Honda revealed its CT125 as a concept bike at October’s Tokyo Motor Show and now it looks like the model is heading for showrooms under a different name.
The firm has applied for trademark rights on two possible titles for the bike in the USA, suggesting that the production model will be called either ‘Hunter Cub’ or ‘Trail 125’. Both applications were made in October, just days after Honda released preview images of the CT125 concept, and both hark back to historic predecessors of the same bike.

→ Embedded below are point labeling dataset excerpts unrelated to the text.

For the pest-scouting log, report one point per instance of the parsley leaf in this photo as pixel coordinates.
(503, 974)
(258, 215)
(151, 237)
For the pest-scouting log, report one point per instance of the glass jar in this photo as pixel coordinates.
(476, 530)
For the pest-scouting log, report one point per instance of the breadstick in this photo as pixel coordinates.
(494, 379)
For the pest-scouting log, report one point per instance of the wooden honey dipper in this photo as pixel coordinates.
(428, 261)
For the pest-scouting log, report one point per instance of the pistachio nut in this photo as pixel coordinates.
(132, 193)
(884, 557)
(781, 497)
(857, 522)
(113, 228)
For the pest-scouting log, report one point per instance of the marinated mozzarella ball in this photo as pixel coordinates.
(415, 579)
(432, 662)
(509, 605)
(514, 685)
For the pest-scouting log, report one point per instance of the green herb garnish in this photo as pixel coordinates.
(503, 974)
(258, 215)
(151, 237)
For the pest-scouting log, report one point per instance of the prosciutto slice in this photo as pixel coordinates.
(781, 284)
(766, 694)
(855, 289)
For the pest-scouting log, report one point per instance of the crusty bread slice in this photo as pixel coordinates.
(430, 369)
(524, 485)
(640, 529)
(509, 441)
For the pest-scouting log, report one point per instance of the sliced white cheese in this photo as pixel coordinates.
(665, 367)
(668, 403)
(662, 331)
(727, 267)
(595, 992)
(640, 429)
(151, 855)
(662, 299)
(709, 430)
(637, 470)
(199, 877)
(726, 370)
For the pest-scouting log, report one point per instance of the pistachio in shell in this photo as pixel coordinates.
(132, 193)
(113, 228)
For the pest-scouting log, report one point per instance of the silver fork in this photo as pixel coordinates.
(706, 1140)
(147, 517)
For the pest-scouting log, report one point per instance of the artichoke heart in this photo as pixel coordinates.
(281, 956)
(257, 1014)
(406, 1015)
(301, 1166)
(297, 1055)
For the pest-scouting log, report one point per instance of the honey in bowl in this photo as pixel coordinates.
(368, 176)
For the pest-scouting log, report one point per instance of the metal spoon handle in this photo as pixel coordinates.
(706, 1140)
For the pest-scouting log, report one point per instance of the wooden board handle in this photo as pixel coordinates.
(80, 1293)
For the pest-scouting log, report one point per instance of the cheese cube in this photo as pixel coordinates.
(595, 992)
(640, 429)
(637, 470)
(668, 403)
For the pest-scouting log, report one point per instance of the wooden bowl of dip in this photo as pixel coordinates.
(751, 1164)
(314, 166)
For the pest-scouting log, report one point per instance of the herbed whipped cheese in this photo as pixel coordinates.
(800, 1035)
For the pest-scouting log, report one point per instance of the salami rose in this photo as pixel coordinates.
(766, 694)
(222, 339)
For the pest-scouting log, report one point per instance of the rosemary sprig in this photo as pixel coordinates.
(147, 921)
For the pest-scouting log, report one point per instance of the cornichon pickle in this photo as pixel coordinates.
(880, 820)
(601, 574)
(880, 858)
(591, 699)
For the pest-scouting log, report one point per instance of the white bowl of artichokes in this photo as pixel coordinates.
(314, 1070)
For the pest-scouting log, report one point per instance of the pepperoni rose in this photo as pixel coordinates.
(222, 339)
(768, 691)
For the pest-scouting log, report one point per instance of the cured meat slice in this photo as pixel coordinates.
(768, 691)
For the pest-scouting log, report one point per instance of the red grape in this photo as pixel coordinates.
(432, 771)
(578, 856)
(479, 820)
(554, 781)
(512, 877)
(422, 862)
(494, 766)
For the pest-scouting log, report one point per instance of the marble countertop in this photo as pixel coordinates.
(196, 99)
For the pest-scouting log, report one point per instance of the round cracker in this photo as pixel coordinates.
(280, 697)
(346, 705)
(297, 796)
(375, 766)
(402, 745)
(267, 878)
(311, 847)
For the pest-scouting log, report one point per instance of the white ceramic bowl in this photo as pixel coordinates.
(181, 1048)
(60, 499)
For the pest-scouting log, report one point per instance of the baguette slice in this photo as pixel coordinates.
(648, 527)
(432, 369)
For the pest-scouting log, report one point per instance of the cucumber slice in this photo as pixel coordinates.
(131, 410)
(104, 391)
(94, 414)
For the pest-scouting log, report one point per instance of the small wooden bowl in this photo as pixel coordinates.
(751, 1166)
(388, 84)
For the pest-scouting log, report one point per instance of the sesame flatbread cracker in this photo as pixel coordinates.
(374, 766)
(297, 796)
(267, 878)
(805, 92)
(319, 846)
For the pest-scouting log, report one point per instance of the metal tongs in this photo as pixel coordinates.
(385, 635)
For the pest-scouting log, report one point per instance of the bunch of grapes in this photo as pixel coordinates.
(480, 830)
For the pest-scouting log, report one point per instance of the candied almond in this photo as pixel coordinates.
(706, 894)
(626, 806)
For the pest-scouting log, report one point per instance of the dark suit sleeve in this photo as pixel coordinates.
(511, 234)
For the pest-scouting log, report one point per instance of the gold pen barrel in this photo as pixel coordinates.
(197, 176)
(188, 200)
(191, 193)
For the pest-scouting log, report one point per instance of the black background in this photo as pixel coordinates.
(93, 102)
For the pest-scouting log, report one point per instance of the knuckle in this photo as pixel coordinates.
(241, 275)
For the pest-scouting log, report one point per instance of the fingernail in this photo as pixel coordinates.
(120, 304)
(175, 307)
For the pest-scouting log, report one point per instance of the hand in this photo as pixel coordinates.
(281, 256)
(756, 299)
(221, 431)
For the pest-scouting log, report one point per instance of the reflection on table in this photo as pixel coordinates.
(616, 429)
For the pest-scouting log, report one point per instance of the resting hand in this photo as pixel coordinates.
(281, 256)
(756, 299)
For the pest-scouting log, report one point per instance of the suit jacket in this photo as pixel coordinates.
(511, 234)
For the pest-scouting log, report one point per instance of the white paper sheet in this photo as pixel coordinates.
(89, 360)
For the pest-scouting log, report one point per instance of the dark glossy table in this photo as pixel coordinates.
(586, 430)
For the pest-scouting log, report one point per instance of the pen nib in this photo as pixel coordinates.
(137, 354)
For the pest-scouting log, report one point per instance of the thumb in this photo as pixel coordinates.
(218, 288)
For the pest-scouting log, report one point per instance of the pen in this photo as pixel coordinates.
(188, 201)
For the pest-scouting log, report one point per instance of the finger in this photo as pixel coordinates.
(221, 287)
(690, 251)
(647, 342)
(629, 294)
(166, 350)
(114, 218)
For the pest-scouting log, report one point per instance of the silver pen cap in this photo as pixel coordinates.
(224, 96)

As a reminder the CT125 concept was based on the latest, Euro-legal Super Cub 125, so mechanically there’s no barrier to mass-manufacturing the machine. It’s a utility-style machine, with a rugged look and some dirt-road ability, and revives a ‘CT’ line that ran all the way from the early 1960s to 2008.
The first off-road offshoot of the Cub line appeared back in 1960 when Honda launched the C100H and C100T, created by pulling the bodywork off the C100 Super Cub. The Japanese-market C100H was known as the Hunter Cub, while the US C100T version went under the Trail 50 name (despite its ‘C100’ designation the bike used a 49cc engine). Various versions followed, culminating in the CT110, or Hunter Cub/Trail 110, which featured a 105cc engine and gained particular fame in Australia where vast numbers were used as transport for postmen well into the 2010s.
Honda’s CT125 concept already looks like it’s ready for production, and the new trademark filings in the USA appear to seal the deal. It’s quite possible that, as with its predecessors, both the ‘Hunter Cub’ and ‘Trail 125’ names will be used, depending on where the bike is sold. In Japan the Hunter Cub name has greater resonance, while in the USA the Trail 125 title will be more familiar.
Whatever title it ends up with over here, it’s more than likely that the CT125 will appear on the European market as well. Mechanically it’s identical to the Super Cub 125, with a 9.5bhp four-stroke single making 7.7lb-ft of torque and driving through a four-speed transmission. Big wire wheels, knobbly tyres and a rugged pressed-steel chassis mean that it should have real go-anywhere ability, while a high-mounted exhaust and crash bars mean the occasional low-speed tumble shouldn’t cause much damage.
Given that Honda will currently let you ride away on a Super Cub 125 for a £49 deposit and £49 per month on PCP, there’s a good chance that you’ll soon be able to ride a CT125 – whether under the name Hunter Cub or Trail 125 – for little more than a typical iPhone contract.